Hugo Ball flieht also zusammen mit Emmy Hennings vor dem Dienst im Ersten Weltkrieg nach Zürich. Hier kündigt sich seine fundamentale Gesellschaftskritik bereits deutlich an, wenn er zu dem von ihm gegründeten Cabaret Voltaire meint, dass jedes darin gesprochene und gesungene Wort besage, „dass es der erniedrigenden Zeit nicht gelungen ist uns Respekt abzunötigen.“25 Und „[d]ie grandiosen Schlachtfeste und kannibalischen Heldentaten?

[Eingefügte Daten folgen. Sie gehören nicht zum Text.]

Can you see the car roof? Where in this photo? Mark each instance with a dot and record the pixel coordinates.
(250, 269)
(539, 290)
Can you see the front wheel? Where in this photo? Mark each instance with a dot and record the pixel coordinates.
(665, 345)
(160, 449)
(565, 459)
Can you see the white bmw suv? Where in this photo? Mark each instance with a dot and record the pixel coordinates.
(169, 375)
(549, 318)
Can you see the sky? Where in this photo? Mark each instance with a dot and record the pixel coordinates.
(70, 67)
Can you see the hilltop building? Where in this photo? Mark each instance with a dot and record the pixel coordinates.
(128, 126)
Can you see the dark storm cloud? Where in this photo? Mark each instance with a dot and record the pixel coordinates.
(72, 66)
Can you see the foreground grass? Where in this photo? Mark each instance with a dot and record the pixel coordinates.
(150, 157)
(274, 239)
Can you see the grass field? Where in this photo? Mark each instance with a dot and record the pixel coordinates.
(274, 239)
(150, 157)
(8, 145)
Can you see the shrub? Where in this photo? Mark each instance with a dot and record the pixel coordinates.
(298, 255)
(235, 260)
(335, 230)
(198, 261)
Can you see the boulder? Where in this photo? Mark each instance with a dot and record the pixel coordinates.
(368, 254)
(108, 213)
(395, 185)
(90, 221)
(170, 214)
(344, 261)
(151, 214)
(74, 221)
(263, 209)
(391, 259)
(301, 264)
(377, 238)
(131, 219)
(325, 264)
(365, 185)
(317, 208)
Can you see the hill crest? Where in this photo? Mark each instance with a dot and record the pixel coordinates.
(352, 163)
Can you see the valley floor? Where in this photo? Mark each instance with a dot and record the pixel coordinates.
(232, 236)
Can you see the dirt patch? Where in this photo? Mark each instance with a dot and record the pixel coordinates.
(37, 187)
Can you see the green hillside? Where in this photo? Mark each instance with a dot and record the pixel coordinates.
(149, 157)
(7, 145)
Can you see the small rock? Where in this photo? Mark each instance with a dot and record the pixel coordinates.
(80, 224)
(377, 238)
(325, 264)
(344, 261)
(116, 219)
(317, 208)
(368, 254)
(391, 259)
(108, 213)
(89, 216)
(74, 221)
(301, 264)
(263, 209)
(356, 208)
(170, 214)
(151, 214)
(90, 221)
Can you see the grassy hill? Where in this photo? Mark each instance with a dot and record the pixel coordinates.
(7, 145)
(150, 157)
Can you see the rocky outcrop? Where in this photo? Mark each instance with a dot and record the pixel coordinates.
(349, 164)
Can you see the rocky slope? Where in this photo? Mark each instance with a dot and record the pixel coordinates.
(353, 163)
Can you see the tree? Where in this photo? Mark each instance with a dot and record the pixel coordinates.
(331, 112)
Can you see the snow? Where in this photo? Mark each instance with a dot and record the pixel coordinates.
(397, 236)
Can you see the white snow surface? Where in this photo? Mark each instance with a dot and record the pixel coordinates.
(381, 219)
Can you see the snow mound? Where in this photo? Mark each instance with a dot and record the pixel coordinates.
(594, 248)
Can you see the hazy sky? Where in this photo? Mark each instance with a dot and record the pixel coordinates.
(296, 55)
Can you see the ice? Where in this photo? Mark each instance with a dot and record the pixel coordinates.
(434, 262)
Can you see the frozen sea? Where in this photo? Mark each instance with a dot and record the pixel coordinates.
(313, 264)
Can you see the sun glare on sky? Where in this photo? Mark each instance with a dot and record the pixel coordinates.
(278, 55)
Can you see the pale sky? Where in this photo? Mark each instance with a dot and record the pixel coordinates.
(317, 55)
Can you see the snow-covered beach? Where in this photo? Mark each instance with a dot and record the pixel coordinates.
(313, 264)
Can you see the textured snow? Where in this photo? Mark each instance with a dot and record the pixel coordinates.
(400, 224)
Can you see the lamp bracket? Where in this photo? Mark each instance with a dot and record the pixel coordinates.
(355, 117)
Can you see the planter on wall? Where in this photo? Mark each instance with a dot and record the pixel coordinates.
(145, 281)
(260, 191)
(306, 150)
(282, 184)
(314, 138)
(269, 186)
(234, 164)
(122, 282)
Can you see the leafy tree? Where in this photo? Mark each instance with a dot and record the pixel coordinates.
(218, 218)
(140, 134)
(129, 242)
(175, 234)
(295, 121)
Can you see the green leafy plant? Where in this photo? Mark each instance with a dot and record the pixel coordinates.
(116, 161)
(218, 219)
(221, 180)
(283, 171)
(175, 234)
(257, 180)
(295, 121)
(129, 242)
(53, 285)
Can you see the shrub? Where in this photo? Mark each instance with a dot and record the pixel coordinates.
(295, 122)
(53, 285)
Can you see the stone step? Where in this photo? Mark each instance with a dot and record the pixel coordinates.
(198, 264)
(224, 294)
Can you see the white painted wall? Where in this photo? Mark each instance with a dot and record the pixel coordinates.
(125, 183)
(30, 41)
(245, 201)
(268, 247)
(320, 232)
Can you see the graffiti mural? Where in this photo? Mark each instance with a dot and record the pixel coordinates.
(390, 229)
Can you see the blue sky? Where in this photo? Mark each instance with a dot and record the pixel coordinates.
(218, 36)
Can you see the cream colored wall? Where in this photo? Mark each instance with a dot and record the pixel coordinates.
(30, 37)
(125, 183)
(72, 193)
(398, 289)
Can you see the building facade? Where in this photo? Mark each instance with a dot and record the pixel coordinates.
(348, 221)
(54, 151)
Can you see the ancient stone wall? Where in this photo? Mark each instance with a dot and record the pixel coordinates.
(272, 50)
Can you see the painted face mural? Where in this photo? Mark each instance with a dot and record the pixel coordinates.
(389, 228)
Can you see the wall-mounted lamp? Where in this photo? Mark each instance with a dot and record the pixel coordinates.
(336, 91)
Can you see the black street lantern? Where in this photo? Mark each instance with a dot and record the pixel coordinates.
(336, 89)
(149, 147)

Unsere freiwillige Torheit, unsere Begeisterung für die Illusion wird sie zuschanden machen.“26 An der ersten Dada-Soirée am 14. Juli 1916 im Zunfthaus zur Waag verkündet Ball: „Wie erlangt man die ewige Seligkeit? Indem man Dada sagt (…) Dada ist die Weltseele, Dada ist der Clou, Dada ist die beste Lilienmilchseife der Welt.“27 Der für ihn mit Krieg und Vernichtung unglaubwürdig gewordenen „Hochkultur“ schleudert er Nonsens entgegen. Aber dieser Bruch mit der Kultur genügt Ball noch nicht.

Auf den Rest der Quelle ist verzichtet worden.